IfW in den Medien

Interview mit Dennis Snower: „Umverteilung bringt einfach zu wenig“

30.04.2018

Dennis Snower darüber, warum Ökonomie und Psychologie zusammengehören und warum der heutige Sozialstaat abgeschafft gehört

Aus dem Interview

(…) Was an der Psychologie ist von Interesse für die Ökonomie?

Zum Beispiel, dass wir Menschen von verschiedenen Motiven getrieben sind: Fürsorge, Wut, Furcht, Leistungsdrang. In der Wirtschaft wird der Statuskampf überbetont. Wer ist der berühmteste Wissenschaftler, wer der CEO mit dem höchsten Bonus?

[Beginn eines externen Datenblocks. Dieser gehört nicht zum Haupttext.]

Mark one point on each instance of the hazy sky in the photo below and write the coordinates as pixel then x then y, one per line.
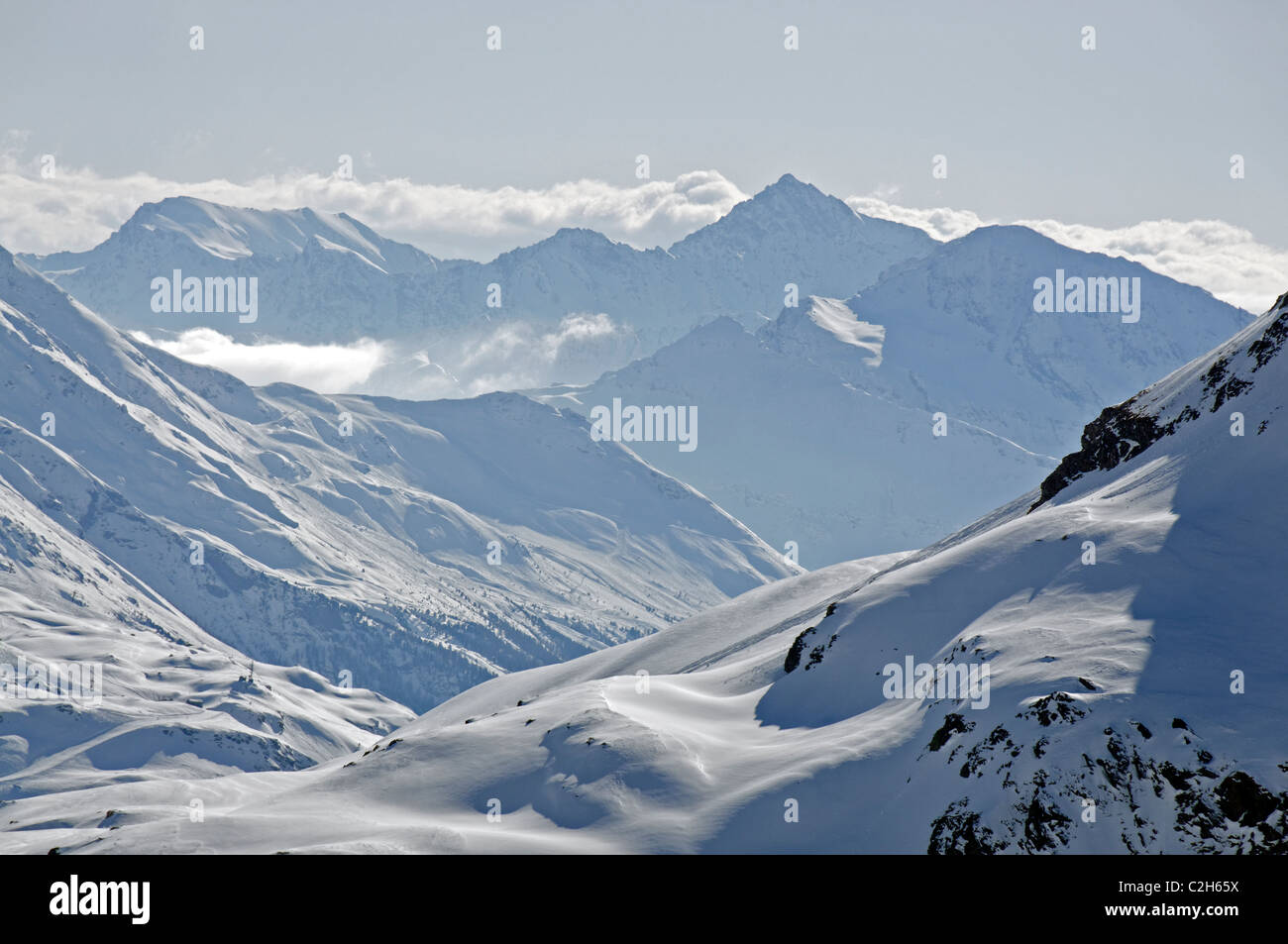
pixel 1031 125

Ein internationaler Wettstreit, in dem Benachteiligten nur die Rolle des ewigen Verlierers bleibt. Populisten machen sich das zunutze. In diesen Bewegungen sind alle Mitglieder der Gruppe weitgehend gleich: „Everyone is an American.“ Wer einem Populisten folgt, kann sich wohlfühlen als Gleicher unter Gleichen und nimmt dabei sogar in Kauf, dass sein Wohlstand leidet.

(…)

Als Präsident der Initiative „Global Solutions“ planen Sie für Ende Mai in Berlin ein großes Symposium zu den Zukunftsfragen Klima, Digitalisierung, die multilaterale Weltordnung …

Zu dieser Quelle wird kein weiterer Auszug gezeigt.